A tunnel with a parabolic arc is 12 m wide. If the height of the arc 4m from the left edg is 6m,can a truck that is 5m.....tall and 3.5m wide pass through the tunnel? Justify your answer
You should use the following factored form of quadratic equation such that:
`y = a(x - x_1)(x - x_2)`
`x_1` and `x_2` are the solutions to quadratic equation
Since the problem provides the wide of tunnel of `12 m` , hence, you may consider the endpoints of tunnel as `x_1 = 0` and `x_2 = 12 ` such that:
`y = a(x - 0)(x - 12)`
Since the problem provides the height of 6 m, if the tunnel is 4m wide, you may substitute 6 for y and 4 for x in equation such that:
`6 = a(4 - 0)(4 - 12) => 6 = -32a => a = -6/32 => a = -3/16`
Hence, evaluating the quadratic equation that models the tunnel yields `y = (-3/16)x(x - 12).`
Since you need to check if a truck whose dimensions are 5m tall and 3.5 m wide can pass through the tunnel, you need to substitute 5 for y in the given equation such that:
`5 = (-3/16)x(x - 12) => 16*5 = -3x(x - 12)`
Opening the brackets yields:
`80 = -3x^2 + 36x`
You need to move all terms to one side, such that:
`3x^2 - 36x + 80 = 0`
You need to use quadratic formula such that:
`x_(1,2) = (-(-36)+-sqrt((-36)^2 - 4*3*80))/(2*3)`
`x_(1,2) = (36+-sqrt(1296 - 960))/6 => x_(1,2) = (36+-4sqrt21)/6`
`x_(1,2) = (18+-2sqrt21)/3 => x_1 = 9.05 ; x_2 = 2.945`
You need to check what is the distance between the points `x_1` and `x_2` such that:
`x_1 - x_2 = 9.05-2.945 = 6.11 m` (Notice that the right distance between two points `x_1` and `x_2` is of `6.11 m` , hence, this distance is the allowed distance)

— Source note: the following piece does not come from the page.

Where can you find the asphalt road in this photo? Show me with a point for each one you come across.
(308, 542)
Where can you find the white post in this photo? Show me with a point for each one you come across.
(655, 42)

Notice that if the truck is placed at the left point `x_2 = 2.945m` , its tall is larger than the tunnel tall at that distance, since the problem provides the information that the tunnel is 6 m tall at the wide of 4 m.
If the truck is centered, between the points `x_1` and`x_2` , then its width 0f 3.5m does not fit in the allowed width of `6.11/2 = 3.05m` .
Hence, evaluating if a truck of 5 m tall and 3.5 m wide can pass through the tunnel yields that is not possible.
The tunnel's parabolic arch goes through (0,0), (4,6) and (9,6). Using these points, the equation of the parabolic curve is y = -1/6x² + 13/6x.
If the truck was exactly centered going through the arch, it would go from the 4.75 meter mark to the 8.25 meter mark of the parabola. If we plug x = 4.75 or 8.25 into the parabolic curve, the height at both these positions is 6.53125 meters. This is easily enough height for a 5 m tall truck to go through.
The textbook looked to see where the parabolic curve was 5 meters tall. If 5 = -1/6x² + 13.6x, then -1/6x² + 13/6x - 5 = 0.
Multiplying this by -6 gives:
x² - 13x + 30 = 0
(x - 10)(x - 3) = 0
x = 10 and x = 3
The arch is 5 meters tall when you are 3 meters from either edge of the parabolic arch at 3 and 10 meters. That means a truck 5 meters tall can go through the arch if it is less than 7 meters wide and is driving in the center of the arch.
(I think the textbook's 6.11 m wide is wrong.)
Either way the truck can go through the arch.
i hope that helps..!! (: